Conversion of Carbon Dioxide into Chemical Feedstocks

Concerns about the environmental consequences of continued fossil fuel use for the synthesis of commodity chemicals has led to a search for alternative carbon sources which are sustainable. CO2 is an attractive feedstock due to its high abundance, low cost and toxicity, and relative ease of transport. However, the catalytic conversion of CO2 is complicated by its high kinetic and thermodynamic stabilities. A potential solution to this problem is to utilize transition metal complexes, which can interact with CO2 and weaken the strong C=O double bonds. This can provide a low energy pathway for the conversion of CO2 into value-added products. Nevertheless, at this stage the number of chemicals that can be produced using CO2 as a feedstock is small. Surprisingly, late transition metal complexes, which form weak M-O bonds, have not been extensively utilized for catalytic applications. Therefore, a major focus of our research is the development of homogeneous late transition metal catalysts for CO2 conversion.

The insertion of CO2 into a metal element σ-bond is relevant to many catalytic cycles for the conversion of CO­2 into fine chemicals. Accordingly, we have explored CO2 insertion into Group 10 alkyl, allyl, alkynyl, hydroxyl, amido, oxazole and imidazole bonds. In almost all cases the reaction proceeds through an outersphere mechanism, with no direct interaction between CO­2 and the metal in the transition state. In fact, we have established that in the majority of cases pre-coordination of CO2 to the metal center is not required for insertion into late transition metal element s-bonds. Subsequently, this fundamental information was used to design new and improved catalytic systems. We discovered two Pd based systems, which at the time of their development were the most efficient catalysts for the carboxylation of allylstannanes and allylboranes with CO2 (Eq 1). In one case, the active catalyst is a PdII complex with one η1- and one η3-allyl ligand, while in the other case it is an unusual PdI dimer with two bridging allyl ligands. The products from these reactions can be easily converted into β,γ-unsaturated carboxylic acids, which are versatile building blocks for further functionalization and are often relatively difficult to prepare.

The insertion of CO2 into a pincer supported Pd complex with an η1-allyl ligand was proposed as a key step in the catalytic carboxylation of allenes with CO2, first described by Iwasawa and co-workers.
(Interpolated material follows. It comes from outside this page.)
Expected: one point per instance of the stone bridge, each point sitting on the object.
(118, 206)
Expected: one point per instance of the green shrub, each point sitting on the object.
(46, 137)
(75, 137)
This reaction represents a potentially important method for the synthesis of unsaturated carboxylic acids. The original Pd catalyst featured an unusual PhPSiP (PhPSiP = Si(Me)(2-PPh2-C6H4)2) pincer ligand, but the mechanism of carboxylation was unclear. Using a slightly different system, we have identified, characterized and isolated all of the proposed intermediates in the catalytic cycle and shown that they are kinetically competent catalysts. In addition, several off-cycle species were isolated and shown to be in equilibrium with complexes in the catalytic cycle, as well as being active precatalysts. The major catalyst deactivation pathway was identified and species with an unusual five coordinate hypervalent Si atom bridging between two Pd centers identified. These are unusual examples of species with four center two electron bonds. Furthermore, this detailed mechanistic study has allowed us to develop a new catalyst for the hydroboration of CO2, which gives a maximum TON of greater than 60,000; the highest reported to date (Eq 2). The product of CO2 hydroboration can be used as a reactive formate source in synthetic chemistry. It is expected that by modifying the catalyst and the borane, it will be possible to change selectivity of the reaction to generate products such as formaldehyde or methoxyboranes. This will be the focus of future research.

In addition, we have explored the mechanism of CO2 insertion into a variety of pincer supported Ni, Pd and Ir complexes and established that the ligand trans to the hydride is crucial. In particular, we developed a simple density functional theory (DFT) model for determining the thermodynamics of CO2 insertion into 6-coordinate Ir hydrides and showed that it is unfavorable in most cases. However, by incorporating an H-bond donor into the secondary coordination sphere, we demonstrated the first isolated example of CO2 insertion into an Ir-H bond (Eq 3). Although, secondary coordination sphere interactions are now relatively common for activating small molecules, to the best of our knowledge this was the first time this strategy was used for CO2 activation and it represents a new approach over prior systems. Computational studies on CO2 insertion revealed that the mechanism involves an unusual nucleophilic attack of the hydride on electrophilic CO2 and that the presence of a strong trans-influence ligand opposite the hydride increases the thermodynamic driving force. The H-bond donor stabilizes the transition state and lowers the kinetic barrier for the reaction. Furthermore, the CO2 insertion product 2 is the most active water soluble catalyst reported to date for the hydrogenation of CO2 to formate, giving approximately 350,000 TON (Eq 4). We suggest that the H-bond donor can be crucial for both stoichiometric and catalytic activity and that secondary coordination sphere interactions are viable design elements for improved CO­2 reduction. Future extension to other substrates seems plausible.